And far from being heretics, nearly 200 Catholic bishops, priests, nuns and lay heritage workers have been busy tackling the problems and issues confronting the Catholic Church in terms of the tangible and intangible legacies of its long and multifaceted history in the Philippines. Akin to a pilgrimage, the convention has been moving from place to place in Leyte and Samar doubling as a cerebral gathering and a visual feast at the same time.
The opening was held in Tacloban where Fr. Brian Brigoli’s discussion on the recent renovation of the Cebu Metropolitan Cathedral was among the highlights. The following day, the delegates moved to the Cathedral of Palo where everyone was awed by the magnificently regilded grand Baroque altar retablo, closed off for now from the public as the Cathedral is undergoing renovation. This is the same cathedral where Cebu’s Archbishop Jose Palma came from before assuming the leadership of the church in Cebu. (I could not help but overhear most of the delegates commenting that the Jesus Christ on the retablo seemed quite robust as be mistaken for Santa Claus!)
At Palo, we were enthralled by architect Mico Manalo’s discussion of the Intramuros version of the hugely successful Escuela Taller that the Spanish government created in the 1990s to train artisans to restore many of its churches destroyed during the Spanish civil war of the 1930s. Escuela Taller is both a school and a workshop where young people, aged 16 to 25, learn skills in restoring heritage structures. Workshops on wood carving, stone masonry carving as well as other hands-on trainings have been carried out since 2009 in Intramuros by a team from the Philippines as well as from Mexico.
The Archdiocese of Palo installed an exhibition at the Cathedral sacristy for the occasion and showcased the unique practice of the “Penitentes” during Holy Week, where men don Ku Klux Klan-like hoods and robes in red, blue or white, as a form of penance, following the Spanish tradition in Sevilla. The evening was also highlighted by the Flores de Mayo procession unique to the area where a huge cross fashioned out of bamboo and covered with colored cellophane containing lighted candles. It was quite a sight to behold with the candles burning brightly while “caged” inside the cellophane covered interior of the cross.
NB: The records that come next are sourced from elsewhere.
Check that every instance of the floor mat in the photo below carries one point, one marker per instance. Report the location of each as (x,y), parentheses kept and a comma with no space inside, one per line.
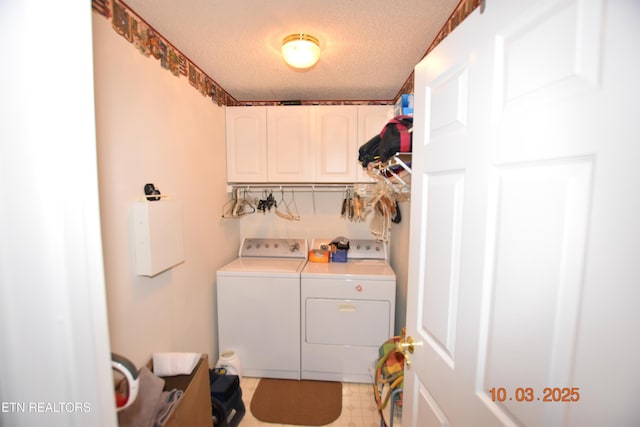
(309,403)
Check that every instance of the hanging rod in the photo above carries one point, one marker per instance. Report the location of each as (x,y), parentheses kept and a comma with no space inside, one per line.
(297,187)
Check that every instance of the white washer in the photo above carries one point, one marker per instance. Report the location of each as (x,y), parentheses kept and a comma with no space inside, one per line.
(348,311)
(259,306)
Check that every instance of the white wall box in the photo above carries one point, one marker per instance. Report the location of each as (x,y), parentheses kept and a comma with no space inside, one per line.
(158,239)
(300,143)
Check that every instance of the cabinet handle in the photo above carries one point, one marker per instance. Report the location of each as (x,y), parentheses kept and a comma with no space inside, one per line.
(347,308)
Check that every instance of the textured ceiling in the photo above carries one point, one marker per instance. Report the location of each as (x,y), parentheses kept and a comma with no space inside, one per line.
(369,47)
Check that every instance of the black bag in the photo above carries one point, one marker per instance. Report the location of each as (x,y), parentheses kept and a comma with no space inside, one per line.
(227,407)
(368,152)
(396,137)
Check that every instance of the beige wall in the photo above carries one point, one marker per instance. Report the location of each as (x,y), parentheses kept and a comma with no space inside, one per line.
(154,127)
(400,263)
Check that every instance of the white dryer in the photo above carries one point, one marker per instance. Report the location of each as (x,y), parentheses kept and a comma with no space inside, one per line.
(259,306)
(348,311)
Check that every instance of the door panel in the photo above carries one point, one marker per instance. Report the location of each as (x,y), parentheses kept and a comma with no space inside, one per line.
(442,262)
(525,235)
(534,270)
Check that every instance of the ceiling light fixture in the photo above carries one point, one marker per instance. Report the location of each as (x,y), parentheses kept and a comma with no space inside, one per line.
(300,50)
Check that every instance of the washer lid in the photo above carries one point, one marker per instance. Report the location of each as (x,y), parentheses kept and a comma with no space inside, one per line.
(278,267)
(369,269)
Our third day was spent yesterday in the progressive town of Guiuan, where its church joined Boljoon among the list of National Cultural Treasures (NCTs) of the Philippines. On our way, we stopped by Basey Church with its beautiful ceiling paintings and fortress walls and then at Balangiga Church to listen briefly to its painful but heroic role in the Waray fight against American aggression during the Philippine-American War of 1899-1901.
It was my second time to be in Guiuan, the first one was in 1993 to observe and write about the coastal resource management projects on Calicoan and Manicani islands for a book. This time, the church was the main reason why I was there and like the rest of the delegates, it did not fail to enthrall and amaze me. Guiuan Church is the only one in the country with not one but three altar retablos, one at the center, two each at a recessed portion of the nave near the chancel. The wooden retablo dates to the 1700s and is clearly Baroque inspired, in a church that is cruciform with its arms containing side altars that are interesting because of the shells appliqués on its walls forming different patterns. These triple retablos and the shells are unique to Guiuan and made for a very interesting visit.
Today we are back in Tacloban for the closing ceremonies. All told, I can say with utmost confidence that the church heritage workers of Cebu are never behind in blazing trails in heritage work. In fact, all of the practices discussed or planned during the convention have already been done or about to be carried out by the Cebu Archdiocesan Commission for the Cultural Heritage of the Church. My congratulations then even as I eagerly look forward to the next biennial gathering.